These 5 are getting lots of feedings and growing like crazy.
I have started to wonder if the chicks might have some kind of external parasites. They have pink patches and have appeared to be restless and chewing on themselves. Before I thought that the wet patches must be from the rain but the weather has been good for the last couple of days. I am just wondering what, if anything, could or would be done in a situation where chicks acquire something like fleas or lice?

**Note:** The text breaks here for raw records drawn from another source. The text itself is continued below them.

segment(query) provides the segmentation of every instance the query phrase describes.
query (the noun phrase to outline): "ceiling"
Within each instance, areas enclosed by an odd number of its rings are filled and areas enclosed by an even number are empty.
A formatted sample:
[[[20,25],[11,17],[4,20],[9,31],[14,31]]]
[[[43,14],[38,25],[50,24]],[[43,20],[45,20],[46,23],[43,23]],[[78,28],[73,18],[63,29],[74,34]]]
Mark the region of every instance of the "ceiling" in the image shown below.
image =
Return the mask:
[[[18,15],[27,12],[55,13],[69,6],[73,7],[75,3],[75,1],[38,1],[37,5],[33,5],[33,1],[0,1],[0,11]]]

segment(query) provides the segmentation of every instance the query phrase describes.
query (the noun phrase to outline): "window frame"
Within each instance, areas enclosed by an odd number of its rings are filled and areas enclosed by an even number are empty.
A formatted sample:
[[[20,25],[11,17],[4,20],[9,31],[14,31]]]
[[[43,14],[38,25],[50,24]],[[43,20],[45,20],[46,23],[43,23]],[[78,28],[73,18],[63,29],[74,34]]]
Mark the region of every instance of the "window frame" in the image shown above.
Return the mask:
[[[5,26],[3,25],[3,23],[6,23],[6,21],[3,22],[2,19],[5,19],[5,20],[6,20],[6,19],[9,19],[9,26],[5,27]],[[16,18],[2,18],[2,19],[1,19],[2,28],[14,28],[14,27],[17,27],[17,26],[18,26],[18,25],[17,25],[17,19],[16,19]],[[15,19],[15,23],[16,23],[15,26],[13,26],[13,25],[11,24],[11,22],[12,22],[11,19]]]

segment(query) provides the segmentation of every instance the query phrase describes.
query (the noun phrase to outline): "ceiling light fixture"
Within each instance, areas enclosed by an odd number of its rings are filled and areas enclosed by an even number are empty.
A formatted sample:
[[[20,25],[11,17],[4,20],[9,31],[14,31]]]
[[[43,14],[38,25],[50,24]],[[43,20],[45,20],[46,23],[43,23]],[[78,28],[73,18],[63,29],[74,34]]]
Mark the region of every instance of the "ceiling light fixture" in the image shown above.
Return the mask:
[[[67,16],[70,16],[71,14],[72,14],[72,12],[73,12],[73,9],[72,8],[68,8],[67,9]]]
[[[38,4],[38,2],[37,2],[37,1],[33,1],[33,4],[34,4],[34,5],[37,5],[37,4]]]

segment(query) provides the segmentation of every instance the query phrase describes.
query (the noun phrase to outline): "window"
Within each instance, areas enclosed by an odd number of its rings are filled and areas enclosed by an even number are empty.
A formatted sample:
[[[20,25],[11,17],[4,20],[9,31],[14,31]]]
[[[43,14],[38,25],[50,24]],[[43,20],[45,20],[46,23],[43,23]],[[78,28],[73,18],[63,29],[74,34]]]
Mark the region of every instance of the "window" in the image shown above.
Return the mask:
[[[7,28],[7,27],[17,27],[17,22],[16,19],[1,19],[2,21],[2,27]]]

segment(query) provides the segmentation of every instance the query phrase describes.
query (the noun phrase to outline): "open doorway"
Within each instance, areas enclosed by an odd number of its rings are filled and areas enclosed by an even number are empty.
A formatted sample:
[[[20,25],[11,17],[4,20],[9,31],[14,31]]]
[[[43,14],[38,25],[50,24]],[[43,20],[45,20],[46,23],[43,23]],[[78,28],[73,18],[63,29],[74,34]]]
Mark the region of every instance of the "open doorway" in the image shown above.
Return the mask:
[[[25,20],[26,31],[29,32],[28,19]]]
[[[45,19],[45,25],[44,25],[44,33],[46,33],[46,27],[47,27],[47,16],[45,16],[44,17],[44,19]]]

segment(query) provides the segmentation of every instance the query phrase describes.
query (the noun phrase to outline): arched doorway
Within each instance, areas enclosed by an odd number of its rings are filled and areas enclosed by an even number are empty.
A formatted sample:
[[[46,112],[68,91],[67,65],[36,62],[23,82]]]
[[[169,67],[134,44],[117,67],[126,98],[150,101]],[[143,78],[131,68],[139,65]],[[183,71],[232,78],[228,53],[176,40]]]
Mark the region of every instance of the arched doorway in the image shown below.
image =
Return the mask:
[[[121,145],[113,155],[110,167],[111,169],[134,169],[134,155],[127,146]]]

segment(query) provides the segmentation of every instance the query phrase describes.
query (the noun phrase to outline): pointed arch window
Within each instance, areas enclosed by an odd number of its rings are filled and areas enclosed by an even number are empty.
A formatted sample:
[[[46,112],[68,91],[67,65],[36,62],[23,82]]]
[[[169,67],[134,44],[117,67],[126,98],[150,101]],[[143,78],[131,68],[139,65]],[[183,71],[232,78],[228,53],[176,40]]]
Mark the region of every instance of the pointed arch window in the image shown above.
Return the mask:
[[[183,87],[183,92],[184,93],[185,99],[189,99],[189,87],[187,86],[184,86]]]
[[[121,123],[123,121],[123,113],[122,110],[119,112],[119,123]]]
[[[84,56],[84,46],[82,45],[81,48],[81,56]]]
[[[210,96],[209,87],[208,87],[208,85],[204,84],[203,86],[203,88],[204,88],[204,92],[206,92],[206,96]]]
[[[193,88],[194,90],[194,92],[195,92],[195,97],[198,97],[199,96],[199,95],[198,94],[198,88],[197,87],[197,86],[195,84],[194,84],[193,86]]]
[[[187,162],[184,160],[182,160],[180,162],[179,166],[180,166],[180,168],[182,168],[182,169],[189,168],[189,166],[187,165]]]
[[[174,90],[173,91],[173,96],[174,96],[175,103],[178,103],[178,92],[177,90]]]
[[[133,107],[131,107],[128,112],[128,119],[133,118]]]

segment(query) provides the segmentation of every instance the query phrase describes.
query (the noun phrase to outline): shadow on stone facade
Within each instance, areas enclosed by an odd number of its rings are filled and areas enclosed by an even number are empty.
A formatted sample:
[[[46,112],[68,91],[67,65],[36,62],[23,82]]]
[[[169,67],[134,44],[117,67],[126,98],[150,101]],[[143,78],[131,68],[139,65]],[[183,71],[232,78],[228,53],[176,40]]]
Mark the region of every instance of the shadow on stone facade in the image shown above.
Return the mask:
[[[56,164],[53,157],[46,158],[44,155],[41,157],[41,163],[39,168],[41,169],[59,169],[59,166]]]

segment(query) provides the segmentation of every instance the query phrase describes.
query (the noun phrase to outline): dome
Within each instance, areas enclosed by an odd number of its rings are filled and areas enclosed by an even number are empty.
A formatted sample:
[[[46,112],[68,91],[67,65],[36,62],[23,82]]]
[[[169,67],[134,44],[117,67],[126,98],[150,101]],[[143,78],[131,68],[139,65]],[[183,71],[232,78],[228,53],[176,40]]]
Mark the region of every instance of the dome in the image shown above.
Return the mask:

The pink patches are skin and its because they are growing so fast. They double in size in the first week and their hatch feathers can't cover there rapidly growing bodies. They double again in the next 10 days but their second batch of fuzzy whites starts to fill in at this stage so that by the time we band them (21-15 days) they are all white and fuzzy (a full crop will always bulge through and doesn't have feathers so don't panic
).
As for the "chewing", they get to a point where the hardwiring to groom/preen kicks in, even though they haven't really got the feathers for it, they start to spend lots of time grooming themselves. Considering how important it is for them in their lives, its pretty neat to watch them first trying it out as chicks. And it doesn't indicate that there are fleas/lice/parasites in the nest. There certainly can be, but its not a given. We generally don't have anything in our nests - on the birds that have been injured or that have died as chicks, when they are examined, parasites are always looked for and we rarely get any findings. Having said that when you have the remains of prey (some adults are tidier than others) and 3-4 smelly, pooping chicks living in a confined area for 2 months, its always a possibility. So no, the preening isn't in response to anything other than hardwiring in all the chicks - for some there might be pests as well.